V-Net was trained on the water-only images from the augmented training dataset using NiftyNet (Version 0.2.2, spatial window = 256 × 256, window orientation = axial, padding = 128 × 128, learning rate = 0.001, optimizer = Adam, loss function = DICE, decay = 0.0001, samples per volume = 30, window sampling = uniform, batch size = 30). NiftyNet is an open-source CNN platform built on TensorFlow (Version 1.7) in Python (Version 2.7) and designed specifically for medical imaging analysis27. Prior to training, histogram standardization was performed, the images were resampled to 0.5 × 0.5 × 0.5 mm3, mean-centered (i.e., mean subtracted from each image), and normalized by their standard deviation. The V-Net model was initialized with random weights, and training was completed once the average DICE plateaued on the validation dataset.

Performance

Performance of the CNN was assessed using DICE, Jaccard index, conformity coefficient, true positive rate, true negative rate, positive predictive value, and volume ratio (Table 3)34. Muscle volume and MFI were measured for the left and right deep cervical extensors using the segmentation masks from each rater and the CNN model. MFI was calculated as the average fat-only signal divided by the sum of the average fat-only signal and the average water-only signal multiplied by 100. Reliability between the raters and the CNN was assessed using intraclass correlation coefficients (ICC2,1), Pearson correlations, and Bland-Altman plots.
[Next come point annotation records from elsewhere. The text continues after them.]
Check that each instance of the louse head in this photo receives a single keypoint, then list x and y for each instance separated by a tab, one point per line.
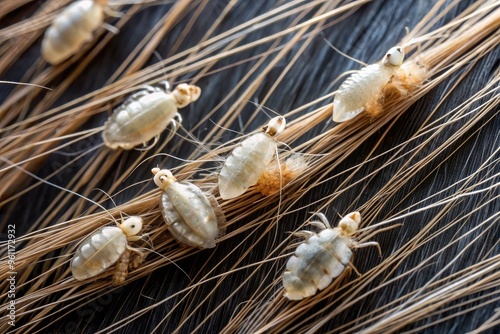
184	94
163	177
394	56
349	224
131	226
275	126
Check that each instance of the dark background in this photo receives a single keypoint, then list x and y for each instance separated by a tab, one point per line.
364	35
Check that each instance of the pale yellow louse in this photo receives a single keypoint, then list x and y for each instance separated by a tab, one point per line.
322	256
145	114
192	216
107	246
363	89
72	28
249	160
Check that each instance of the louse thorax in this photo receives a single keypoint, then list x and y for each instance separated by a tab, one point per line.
193	217
249	160
321	258
70	30
146	114
184	94
104	247
363	89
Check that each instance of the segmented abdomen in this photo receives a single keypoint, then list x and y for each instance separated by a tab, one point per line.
245	165
98	252
358	89
70	30
190	215
138	121
315	263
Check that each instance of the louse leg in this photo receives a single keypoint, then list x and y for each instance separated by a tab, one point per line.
304	234
110	28
178	118
121	268
323	219
146	147
318	224
368	244
111	12
351	265
164	85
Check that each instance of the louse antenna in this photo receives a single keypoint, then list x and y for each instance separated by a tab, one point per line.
114	203
262	107
55	185
160	58
342	53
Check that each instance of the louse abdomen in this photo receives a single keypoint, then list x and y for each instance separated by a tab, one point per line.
189	215
70	30
138	121
98	252
315	263
245	165
359	89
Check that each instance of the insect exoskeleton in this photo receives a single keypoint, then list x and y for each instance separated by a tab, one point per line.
363	90
321	257
192	216
73	27
248	161
145	114
105	247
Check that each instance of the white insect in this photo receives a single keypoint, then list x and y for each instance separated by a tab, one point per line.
321	257
247	162
73	28
145	114
105	247
193	217
364	88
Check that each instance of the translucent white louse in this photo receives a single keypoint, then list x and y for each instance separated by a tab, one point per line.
105	247
145	114
72	29
321	257
192	216
247	162
363	89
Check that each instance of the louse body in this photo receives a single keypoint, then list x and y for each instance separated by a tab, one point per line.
192	216
321	258
247	162
105	247
146	114
71	30
364	88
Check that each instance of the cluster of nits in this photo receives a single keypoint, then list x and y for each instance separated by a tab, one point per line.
192	216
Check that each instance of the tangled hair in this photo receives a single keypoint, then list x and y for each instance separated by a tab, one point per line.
420	165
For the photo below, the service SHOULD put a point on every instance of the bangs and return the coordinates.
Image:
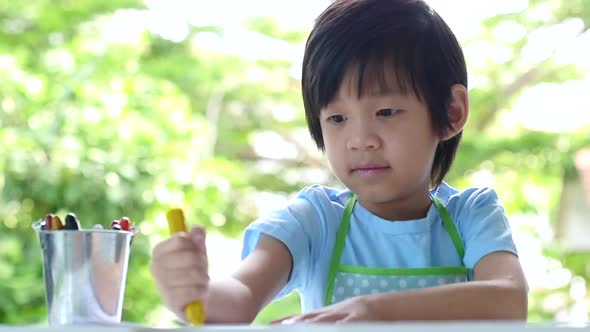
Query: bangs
(373, 69)
(376, 76)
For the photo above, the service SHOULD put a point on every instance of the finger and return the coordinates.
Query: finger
(178, 298)
(197, 235)
(281, 320)
(325, 318)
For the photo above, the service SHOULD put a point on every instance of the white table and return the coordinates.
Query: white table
(373, 327)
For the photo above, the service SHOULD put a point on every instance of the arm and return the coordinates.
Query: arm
(498, 292)
(255, 283)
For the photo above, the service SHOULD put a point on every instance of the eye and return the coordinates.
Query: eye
(387, 112)
(336, 119)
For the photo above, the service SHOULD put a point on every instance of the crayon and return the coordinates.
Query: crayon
(72, 222)
(56, 223)
(194, 311)
(46, 224)
(125, 223)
Table 3 Segmentation Performance Metrics.

Clinical measures

To investigate the association of the CNN muscle volume and MFI and the clinical measures, the complete dataset (n = 39) was then input into the trained CNN, and segmentation masks were generated. The left and right muscle volume and MFI of the deep cervical extensors were then calculated and averaged. For pain, the 11-point numerical pain rating scale (NPRS) with anchors of “no pain” (0) and “extreme pain” (10) was used to assess neck pain35. Neck-related function was assessed with the NDI36. The NDI is a 10-item scaled questionnaire that assesses disability and functioning specific to the neck. The scores range from 0 to 100, and higher values indicate more neck-related disability in daily activities.
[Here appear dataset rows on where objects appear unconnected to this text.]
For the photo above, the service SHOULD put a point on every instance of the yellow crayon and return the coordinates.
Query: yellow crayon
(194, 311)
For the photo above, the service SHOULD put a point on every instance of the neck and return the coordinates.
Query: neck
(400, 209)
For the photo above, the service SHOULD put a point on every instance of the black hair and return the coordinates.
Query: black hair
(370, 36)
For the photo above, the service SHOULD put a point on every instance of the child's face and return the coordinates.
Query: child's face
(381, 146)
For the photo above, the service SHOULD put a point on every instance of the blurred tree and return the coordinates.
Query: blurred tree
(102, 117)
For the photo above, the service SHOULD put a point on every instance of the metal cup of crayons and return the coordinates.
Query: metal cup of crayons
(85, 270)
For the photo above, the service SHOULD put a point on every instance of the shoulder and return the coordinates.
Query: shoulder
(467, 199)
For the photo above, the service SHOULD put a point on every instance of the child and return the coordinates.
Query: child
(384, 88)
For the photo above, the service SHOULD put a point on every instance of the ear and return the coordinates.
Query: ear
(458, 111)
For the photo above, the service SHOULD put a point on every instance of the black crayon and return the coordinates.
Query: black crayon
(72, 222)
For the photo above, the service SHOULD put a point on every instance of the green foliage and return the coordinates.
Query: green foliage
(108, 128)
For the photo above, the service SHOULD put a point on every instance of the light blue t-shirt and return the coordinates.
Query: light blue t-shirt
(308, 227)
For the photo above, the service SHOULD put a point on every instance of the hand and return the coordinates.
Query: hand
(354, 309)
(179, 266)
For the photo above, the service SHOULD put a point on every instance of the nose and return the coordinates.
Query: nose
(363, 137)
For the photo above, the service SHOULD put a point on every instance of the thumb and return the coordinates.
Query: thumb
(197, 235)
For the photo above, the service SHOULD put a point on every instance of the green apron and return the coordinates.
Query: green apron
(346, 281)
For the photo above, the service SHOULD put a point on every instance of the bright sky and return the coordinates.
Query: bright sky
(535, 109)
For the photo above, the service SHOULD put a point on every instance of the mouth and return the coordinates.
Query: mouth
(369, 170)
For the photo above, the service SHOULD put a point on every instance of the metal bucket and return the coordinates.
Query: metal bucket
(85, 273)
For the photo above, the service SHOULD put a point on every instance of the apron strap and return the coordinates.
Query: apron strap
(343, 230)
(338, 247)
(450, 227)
Relationships between muscle volume and MFI, and the clinical measures of pain and neck-related disability, were assessed with partial Pearson correlations correcting for age, gender, and BMI. We hypothesized that lower muscle volume and higher MFI would be correlated with higher pain and disability. Next, we divided the dataset into groups of recovered (NDI ≤ 28) versus persisting whiplash (NDI > 28) using the NDI at 3 months post MVC. Differences in average muscle volume and MFI between the recovered and persistent groups were assessed with independent samples t-tests after correcting for age, gender, and BMI. We hypothesized that the group reporting persistent disability and higher pain intensity would have lower muscle volume and increased MFI compared to the recovered group. As the hypotheses were directional, one-tailed tests were performed with an α < 0.05 considered statistically significant. Statistical analyses were performed using IBM SPSS Statistics (Version 21, Armonk, NY, USA).